Only then will virtual control arms become normal, followed by hybrid computational trials and fully adaptive simulations guiding therapeutic development in real time. Eventually people may realize that the center of medicine quietly shifted from observing biology to modeling it.

Which raises an unsettling possibility: That the future of medicine may not be primarily discovering drugs. Perhaps it may be constructing increasingly accurate mirrors of reality and experimenting safely inside them first.

If that sounds strange, it is worth remembering that, over time, civilization has advanced by building simulations sophisticated enough so that physical experimentation became secondary. Engineers don’t crash airplanes into mountains to test safety and architects don’t construct skyscrapers to see whether they collapse. We simulate first because reality is expensive.

Human biology may simply be the next domain where this becomes unavoidable. And somewhere in the future, a physician may diagnose a patient using a therapy that was effectively validated millions of times before any human being physically received it.

Patients will likely never imagine that a simulation helped usher them toward diagnosis. They will simply think of it as medical care.
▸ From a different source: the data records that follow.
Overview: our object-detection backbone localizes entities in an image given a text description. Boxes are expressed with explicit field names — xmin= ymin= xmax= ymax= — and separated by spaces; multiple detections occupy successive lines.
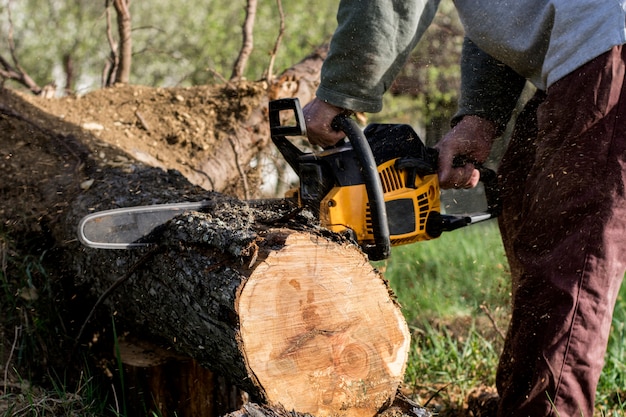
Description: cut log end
xmin=238 ymin=232 xmax=410 ymax=417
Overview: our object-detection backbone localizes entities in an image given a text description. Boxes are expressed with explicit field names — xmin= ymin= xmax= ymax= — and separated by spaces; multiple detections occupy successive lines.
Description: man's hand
xmin=435 ymin=116 xmax=497 ymax=189
xmin=302 ymin=98 xmax=347 ymax=148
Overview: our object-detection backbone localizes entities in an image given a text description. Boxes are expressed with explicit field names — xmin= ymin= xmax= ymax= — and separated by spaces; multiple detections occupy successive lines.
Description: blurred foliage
xmin=0 ymin=0 xmax=336 ymax=93
xmin=0 ymin=0 xmax=462 ymax=112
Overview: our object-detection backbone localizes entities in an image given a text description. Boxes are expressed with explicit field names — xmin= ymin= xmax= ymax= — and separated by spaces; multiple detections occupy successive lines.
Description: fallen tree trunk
xmin=0 ymin=86 xmax=409 ymax=416
xmin=68 ymin=183 xmax=410 ymax=416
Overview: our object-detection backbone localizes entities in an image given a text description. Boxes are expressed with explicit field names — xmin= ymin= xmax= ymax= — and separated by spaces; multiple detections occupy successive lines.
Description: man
xmin=304 ymin=0 xmax=626 ymax=417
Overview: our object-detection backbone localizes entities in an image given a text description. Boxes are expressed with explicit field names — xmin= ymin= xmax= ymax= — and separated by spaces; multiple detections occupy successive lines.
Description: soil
xmin=0 ymin=83 xmax=498 ymax=417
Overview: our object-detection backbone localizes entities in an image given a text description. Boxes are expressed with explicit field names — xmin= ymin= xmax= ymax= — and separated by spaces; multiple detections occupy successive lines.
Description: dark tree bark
xmin=0 ymin=79 xmax=409 ymax=417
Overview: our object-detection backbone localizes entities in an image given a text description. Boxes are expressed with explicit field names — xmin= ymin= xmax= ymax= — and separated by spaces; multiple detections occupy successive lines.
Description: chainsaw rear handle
xmin=426 ymin=163 xmax=502 ymax=238
xmin=331 ymin=110 xmax=391 ymax=261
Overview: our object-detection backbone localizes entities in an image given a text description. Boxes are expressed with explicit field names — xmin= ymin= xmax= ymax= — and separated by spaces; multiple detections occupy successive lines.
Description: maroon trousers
xmin=496 ymin=47 xmax=626 ymax=417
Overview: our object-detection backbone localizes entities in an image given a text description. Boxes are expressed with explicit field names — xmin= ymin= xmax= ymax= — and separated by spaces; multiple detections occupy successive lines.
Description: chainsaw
xmin=78 ymin=98 xmax=500 ymax=260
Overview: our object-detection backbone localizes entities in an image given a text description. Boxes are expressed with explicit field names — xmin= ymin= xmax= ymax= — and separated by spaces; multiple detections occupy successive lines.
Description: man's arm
xmin=436 ymin=38 xmax=526 ymax=188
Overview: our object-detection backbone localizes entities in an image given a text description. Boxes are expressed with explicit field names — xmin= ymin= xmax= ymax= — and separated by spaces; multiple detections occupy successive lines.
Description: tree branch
xmin=266 ymin=0 xmax=285 ymax=84
xmin=230 ymin=0 xmax=257 ymax=81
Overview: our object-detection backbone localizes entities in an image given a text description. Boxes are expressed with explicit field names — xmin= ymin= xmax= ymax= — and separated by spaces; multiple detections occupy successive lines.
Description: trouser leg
xmin=497 ymin=47 xmax=626 ymax=417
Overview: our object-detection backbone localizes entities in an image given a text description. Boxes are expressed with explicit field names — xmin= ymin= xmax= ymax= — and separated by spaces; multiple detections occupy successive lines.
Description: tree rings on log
xmin=237 ymin=232 xmax=410 ymax=417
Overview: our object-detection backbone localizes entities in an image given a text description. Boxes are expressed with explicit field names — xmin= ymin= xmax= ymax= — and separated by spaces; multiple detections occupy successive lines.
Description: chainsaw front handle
xmin=331 ymin=114 xmax=391 ymax=261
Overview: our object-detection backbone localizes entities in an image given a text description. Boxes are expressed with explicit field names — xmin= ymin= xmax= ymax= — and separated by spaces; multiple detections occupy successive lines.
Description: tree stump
xmin=69 ymin=196 xmax=410 ymax=417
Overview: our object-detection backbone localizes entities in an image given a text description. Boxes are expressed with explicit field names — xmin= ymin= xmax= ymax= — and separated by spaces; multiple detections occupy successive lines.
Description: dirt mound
xmin=9 ymin=83 xmax=265 ymax=192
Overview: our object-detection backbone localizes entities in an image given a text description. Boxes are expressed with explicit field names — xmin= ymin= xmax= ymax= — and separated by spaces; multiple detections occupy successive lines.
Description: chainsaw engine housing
xmin=298 ymin=124 xmax=440 ymax=246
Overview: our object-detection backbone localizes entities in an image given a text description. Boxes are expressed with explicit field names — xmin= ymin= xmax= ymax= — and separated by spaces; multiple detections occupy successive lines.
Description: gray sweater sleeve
xmin=317 ymin=0 xmax=439 ymax=112
xmin=452 ymin=38 xmax=526 ymax=132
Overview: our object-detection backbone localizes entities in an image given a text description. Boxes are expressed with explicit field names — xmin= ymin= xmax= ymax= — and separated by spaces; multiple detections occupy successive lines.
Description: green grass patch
xmin=376 ymin=221 xmax=626 ymax=417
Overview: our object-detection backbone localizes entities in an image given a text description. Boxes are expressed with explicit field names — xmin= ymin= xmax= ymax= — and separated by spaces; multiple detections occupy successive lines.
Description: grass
xmin=376 ymin=222 xmax=626 ymax=417
xmin=0 ymin=222 xmax=626 ymax=417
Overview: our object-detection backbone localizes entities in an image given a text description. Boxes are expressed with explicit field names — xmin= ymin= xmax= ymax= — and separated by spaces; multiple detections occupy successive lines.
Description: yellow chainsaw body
xmin=320 ymin=159 xmax=441 ymax=246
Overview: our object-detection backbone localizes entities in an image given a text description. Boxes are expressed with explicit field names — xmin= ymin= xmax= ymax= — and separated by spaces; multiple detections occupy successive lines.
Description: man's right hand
xmin=302 ymin=98 xmax=349 ymax=148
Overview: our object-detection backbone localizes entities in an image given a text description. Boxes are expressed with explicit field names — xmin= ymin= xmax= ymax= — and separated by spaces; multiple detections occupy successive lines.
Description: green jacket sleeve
xmin=317 ymin=0 xmax=439 ymax=112
xmin=452 ymin=38 xmax=526 ymax=132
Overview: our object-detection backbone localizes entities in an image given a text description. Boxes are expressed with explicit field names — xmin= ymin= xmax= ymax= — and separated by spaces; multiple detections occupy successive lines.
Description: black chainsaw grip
xmin=476 ymin=165 xmax=502 ymax=218
xmin=331 ymin=114 xmax=391 ymax=261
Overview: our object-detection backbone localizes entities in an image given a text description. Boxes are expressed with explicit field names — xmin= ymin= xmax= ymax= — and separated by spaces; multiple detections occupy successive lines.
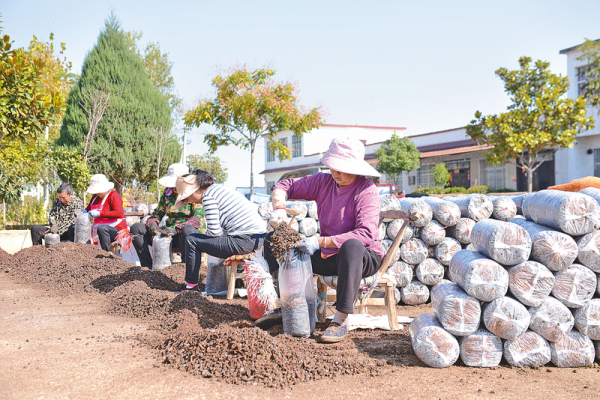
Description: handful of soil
xmin=271 ymin=222 xmax=302 ymax=259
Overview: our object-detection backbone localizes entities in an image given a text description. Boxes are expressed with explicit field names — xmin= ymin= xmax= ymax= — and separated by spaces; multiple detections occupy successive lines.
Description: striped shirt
xmin=202 ymin=185 xmax=267 ymax=237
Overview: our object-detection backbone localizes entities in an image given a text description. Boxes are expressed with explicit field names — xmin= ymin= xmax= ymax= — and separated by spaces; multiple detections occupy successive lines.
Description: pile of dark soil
xmin=2 ymin=243 xmax=131 ymax=293
xmin=0 ymin=242 xmax=418 ymax=387
xmin=0 ymin=247 xmax=12 ymax=272
xmin=150 ymin=312 xmax=386 ymax=388
xmin=271 ymin=222 xmax=302 ymax=258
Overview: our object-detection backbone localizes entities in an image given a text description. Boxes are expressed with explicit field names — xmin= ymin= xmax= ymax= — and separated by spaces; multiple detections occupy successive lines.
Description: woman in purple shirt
xmin=256 ymin=139 xmax=384 ymax=343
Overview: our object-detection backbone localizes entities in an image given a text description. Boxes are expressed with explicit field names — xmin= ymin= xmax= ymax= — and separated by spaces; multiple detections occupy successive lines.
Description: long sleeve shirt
xmin=48 ymin=196 xmax=83 ymax=235
xmin=202 ymin=184 xmax=267 ymax=237
xmin=85 ymin=190 xmax=127 ymax=230
xmin=273 ymin=173 xmax=384 ymax=258
xmin=146 ymin=188 xmax=206 ymax=233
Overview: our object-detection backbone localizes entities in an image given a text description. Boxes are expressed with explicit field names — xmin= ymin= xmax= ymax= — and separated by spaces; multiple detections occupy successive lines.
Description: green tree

“The goal is not to replace patients, physicians or traditional clinical research. The goal is to make every patient contribution more meaningful,” Reddi stresses. “If virtual models allow us to test more hypotheses, learn faster and design smarter studies before the first patient is enrolled, we may be able to bring better medicines to more people in less time.

“Ultimately, patients won’t care whether an insight originated in a clinic, a laboratory, or a simulation. They’ll care whether it helped them live longer and better.”